Catherine Rampell, NYT Blog: The Haves and the Have-Nots. I had a review this weekend about “ The Haves and the Have-Nots,” a new book by the World Bank economist  Branko Milanovic about inequality around the world. The household income numbers are all converted into  international dollars adjusted for equal purchasing power, since the cost of goods varies from country to country. The graph shows inequality within a country, in the context of inequality around the world. Check out the line for India. India’s poorest ventile corresponds with the 4th poorest percentile worldwide. And its richest? The 68th percentile.
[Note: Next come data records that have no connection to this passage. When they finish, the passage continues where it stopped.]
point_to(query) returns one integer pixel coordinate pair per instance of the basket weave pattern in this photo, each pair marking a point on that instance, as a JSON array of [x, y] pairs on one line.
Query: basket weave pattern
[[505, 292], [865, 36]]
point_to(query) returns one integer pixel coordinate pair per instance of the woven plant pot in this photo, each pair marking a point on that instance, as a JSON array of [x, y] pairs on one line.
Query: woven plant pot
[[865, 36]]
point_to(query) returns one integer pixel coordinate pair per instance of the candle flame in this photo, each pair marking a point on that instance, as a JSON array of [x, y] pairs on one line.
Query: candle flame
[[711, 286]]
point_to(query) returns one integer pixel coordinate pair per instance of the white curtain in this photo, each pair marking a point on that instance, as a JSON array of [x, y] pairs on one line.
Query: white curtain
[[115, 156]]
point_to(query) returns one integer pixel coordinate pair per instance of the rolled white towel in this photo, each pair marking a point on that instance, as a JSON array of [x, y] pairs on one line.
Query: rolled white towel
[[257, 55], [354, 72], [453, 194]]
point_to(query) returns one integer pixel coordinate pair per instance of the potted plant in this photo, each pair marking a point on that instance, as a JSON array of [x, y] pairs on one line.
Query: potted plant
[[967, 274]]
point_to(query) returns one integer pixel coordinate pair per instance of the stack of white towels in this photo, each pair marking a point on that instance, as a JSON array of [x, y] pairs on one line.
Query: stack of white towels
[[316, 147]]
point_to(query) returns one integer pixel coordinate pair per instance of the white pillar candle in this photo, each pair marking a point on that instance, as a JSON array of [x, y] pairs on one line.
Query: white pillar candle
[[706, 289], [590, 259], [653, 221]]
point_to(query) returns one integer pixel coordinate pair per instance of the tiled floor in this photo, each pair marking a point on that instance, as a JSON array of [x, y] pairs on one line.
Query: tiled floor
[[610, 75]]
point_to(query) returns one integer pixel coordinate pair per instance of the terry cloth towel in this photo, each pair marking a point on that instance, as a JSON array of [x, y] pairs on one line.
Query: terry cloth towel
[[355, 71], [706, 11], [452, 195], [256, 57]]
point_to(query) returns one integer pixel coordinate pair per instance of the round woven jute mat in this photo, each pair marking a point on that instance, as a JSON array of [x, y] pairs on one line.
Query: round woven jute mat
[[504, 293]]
Yes, that’s right: America’s poorest are, as a group, about as rich as India’s richest.

Rowthorn, Robert, Seabright, Paul, TSE: Property Rights, Warfare and the Neolithic Transition. One of the great puzzles of prehistory is why agriculture caught on so fast when archaeo-logical evidence suggests those who adopted it had worse health and nutrition than their hunter gatherer predecessors and contemporaries. If output is harder for farmers to defend, adoption may entail increased defense investments, and equilibrium consumption levels may decline as agricultural productivity increases over a significant range, before eventually increasing thereafter. Agricultural adoption may have been a prisoners' ’dilemma in that adoption was individually attractive even though all groups would have been better off committing not to adopt while the initial productivity advantage of agriculture remained low.

Niclas Berggren, Henrik Jordahl, Panu Poutvaara, CESifo; The right look: Conservative politicians look better and their voters reward it. Previous research has established that good-looking political candidates win more votes. We extend this line of research by examining differences between parties on the right and on the left. Our study combines data on personal votes in real elections with a web survey in which 2,513 non-Finnish respondents evaluated 1,357 Finnish political candidates. We find that politicians on the right are better looking and have a larger beauty premium in municipal elections.